Peraturan Menteri Perdagangan nomor 53 tahun 2020 dituding menghambat penyediaan barang murah di wilayah tertinggal, terpencil, terluar, dan perbatasan. Sementara pihak operator pelayaran swasta merasa tol laut membunuh bisnisnya. Menko Luhut berjanji menyelesaikan.
"Saya ini kalau ke Surabaya rasanya pengen beli semua barang, karena murah di sana," kata Dewi, seorang pengusaha kayu olahan batang kelapa di Kabupaten Pulau Morotai, Maluku Utara. Sebagai pendatang asal Kediri, Jawa Timur, ia sangat merasakan ketimpangan harga barang di kampung halamannya dibandingkan dengan Morotai.
Jangankan dibandingkan dengan harga di Pulau Jawa, saat dikomparasi dengan daerah lain di Provinsi Maluku Utara saja masih lebih mahal di Morotai. "Gula di Morotai harganya Rp16.000-Rp18.000, di Tobelo (Kabupaten Halmahera Utara) hanya Rp12.000-Rp13.000 per kilo. Itu baru sembako. Belum kalau mau beli motor buat kerja, mahal juga belinya dari Ternate," katanya.
Kabupaten Pulau Morotai terletak di ujung paling utara Provinsi Maluku Utara, berbatasan dengan Samudra Pasifik. Luas wilayahnya 4.301 kilometer persegi. Aksesibiltas ke sana sulit, pertumbuhan pembangunan pun masih minim. Daerah ini masuk kategori daerah tertinggal, terpencil, terluar, dan perbatasan (3TP).

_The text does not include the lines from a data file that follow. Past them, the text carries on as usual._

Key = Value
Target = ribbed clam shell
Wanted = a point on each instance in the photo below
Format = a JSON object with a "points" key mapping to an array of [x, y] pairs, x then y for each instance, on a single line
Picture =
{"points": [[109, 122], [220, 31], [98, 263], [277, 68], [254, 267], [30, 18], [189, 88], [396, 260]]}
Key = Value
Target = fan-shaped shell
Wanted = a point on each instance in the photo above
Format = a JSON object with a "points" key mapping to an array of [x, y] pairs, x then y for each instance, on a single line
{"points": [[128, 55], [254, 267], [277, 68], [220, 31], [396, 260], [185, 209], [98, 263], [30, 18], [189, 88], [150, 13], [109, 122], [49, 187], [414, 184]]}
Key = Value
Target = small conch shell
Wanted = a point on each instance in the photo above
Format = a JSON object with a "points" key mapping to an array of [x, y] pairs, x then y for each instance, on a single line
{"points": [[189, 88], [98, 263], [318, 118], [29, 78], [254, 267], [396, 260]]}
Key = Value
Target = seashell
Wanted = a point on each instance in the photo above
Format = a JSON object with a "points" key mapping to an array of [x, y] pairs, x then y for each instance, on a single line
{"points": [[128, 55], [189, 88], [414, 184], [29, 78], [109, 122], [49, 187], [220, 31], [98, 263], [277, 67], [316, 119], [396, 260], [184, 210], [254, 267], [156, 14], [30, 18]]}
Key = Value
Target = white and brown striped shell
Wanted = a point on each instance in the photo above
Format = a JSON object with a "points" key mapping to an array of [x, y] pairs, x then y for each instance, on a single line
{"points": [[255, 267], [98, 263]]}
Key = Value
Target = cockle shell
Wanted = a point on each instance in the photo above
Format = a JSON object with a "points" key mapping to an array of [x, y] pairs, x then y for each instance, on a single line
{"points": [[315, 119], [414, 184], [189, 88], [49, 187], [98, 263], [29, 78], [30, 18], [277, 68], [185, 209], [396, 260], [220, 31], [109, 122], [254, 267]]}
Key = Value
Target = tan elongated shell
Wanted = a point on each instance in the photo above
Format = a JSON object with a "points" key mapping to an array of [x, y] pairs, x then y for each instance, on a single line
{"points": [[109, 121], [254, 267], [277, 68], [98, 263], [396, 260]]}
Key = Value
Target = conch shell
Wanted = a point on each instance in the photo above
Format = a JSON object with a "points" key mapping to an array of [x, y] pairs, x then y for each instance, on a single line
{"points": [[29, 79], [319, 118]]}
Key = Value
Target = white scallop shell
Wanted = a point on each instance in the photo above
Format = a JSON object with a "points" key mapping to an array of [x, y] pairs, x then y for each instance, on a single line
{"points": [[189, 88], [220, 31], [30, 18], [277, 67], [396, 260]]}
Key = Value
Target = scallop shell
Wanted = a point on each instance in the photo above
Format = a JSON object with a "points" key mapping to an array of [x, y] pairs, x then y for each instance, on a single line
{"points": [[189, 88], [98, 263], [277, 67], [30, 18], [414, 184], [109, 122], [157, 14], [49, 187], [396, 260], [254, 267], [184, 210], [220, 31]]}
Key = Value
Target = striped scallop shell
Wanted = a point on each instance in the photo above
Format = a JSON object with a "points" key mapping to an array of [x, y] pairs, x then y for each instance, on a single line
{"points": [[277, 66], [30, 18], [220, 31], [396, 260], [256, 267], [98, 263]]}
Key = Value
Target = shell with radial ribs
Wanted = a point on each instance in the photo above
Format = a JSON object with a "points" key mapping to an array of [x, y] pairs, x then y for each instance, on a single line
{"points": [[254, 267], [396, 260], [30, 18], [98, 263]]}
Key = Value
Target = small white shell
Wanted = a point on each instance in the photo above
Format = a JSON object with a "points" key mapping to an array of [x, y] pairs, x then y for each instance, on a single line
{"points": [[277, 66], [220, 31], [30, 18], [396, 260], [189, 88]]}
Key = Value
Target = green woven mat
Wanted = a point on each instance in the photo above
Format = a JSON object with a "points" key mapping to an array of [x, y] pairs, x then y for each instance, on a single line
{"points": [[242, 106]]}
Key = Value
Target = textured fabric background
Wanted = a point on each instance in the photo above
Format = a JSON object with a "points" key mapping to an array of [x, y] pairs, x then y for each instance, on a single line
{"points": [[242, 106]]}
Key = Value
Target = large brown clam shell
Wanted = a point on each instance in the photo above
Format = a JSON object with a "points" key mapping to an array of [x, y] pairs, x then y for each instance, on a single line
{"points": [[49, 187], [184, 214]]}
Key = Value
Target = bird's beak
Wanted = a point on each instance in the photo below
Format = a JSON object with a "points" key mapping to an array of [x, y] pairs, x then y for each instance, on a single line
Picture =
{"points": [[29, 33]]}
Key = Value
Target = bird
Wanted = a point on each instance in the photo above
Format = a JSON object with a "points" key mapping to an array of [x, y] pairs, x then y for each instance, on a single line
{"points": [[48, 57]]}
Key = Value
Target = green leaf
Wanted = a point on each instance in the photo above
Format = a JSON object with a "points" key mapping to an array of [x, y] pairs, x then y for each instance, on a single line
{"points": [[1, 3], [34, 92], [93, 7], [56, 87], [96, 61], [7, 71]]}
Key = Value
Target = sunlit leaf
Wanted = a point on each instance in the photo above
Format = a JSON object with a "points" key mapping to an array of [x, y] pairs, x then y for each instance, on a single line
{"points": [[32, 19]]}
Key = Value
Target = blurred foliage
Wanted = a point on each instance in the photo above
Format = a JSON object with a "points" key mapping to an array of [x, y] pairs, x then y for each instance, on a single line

Di masa pemerintahannya, Presiden Joko Widodo memberikan perhatian pada tempat yang masuk daerah 3TP. Salah satunya, lewat program tol laut yang pertama kali dirilis pada 2015. Kapal-kapal tol laut bertugas mendistribusikan barang-barang kebutuhan pokok ke daerah 3TP. Tarifnya disubsidi dengan anggaran dari APBN. Targetnya, menjamin ketersediaan barang dan memangkas disparitas harga antara wilayah 3TP dengan lainnya.
Pulau Morotai kerap menjadi patokan keberhasilan program tol laut. Sejak pertama kali masuk Morotai pada 2017, muatan balik kapal dari daerah ini ke Surabaya terus tumbuh. Bahkan kini, Morotai dilayani dua kapal tol laut milik PT Pelayaran Nasional Indonesia atau PT Pelni (Persero), yaitu KM Logistik Nusantara 3 dan KM Logistik Nusantara 6.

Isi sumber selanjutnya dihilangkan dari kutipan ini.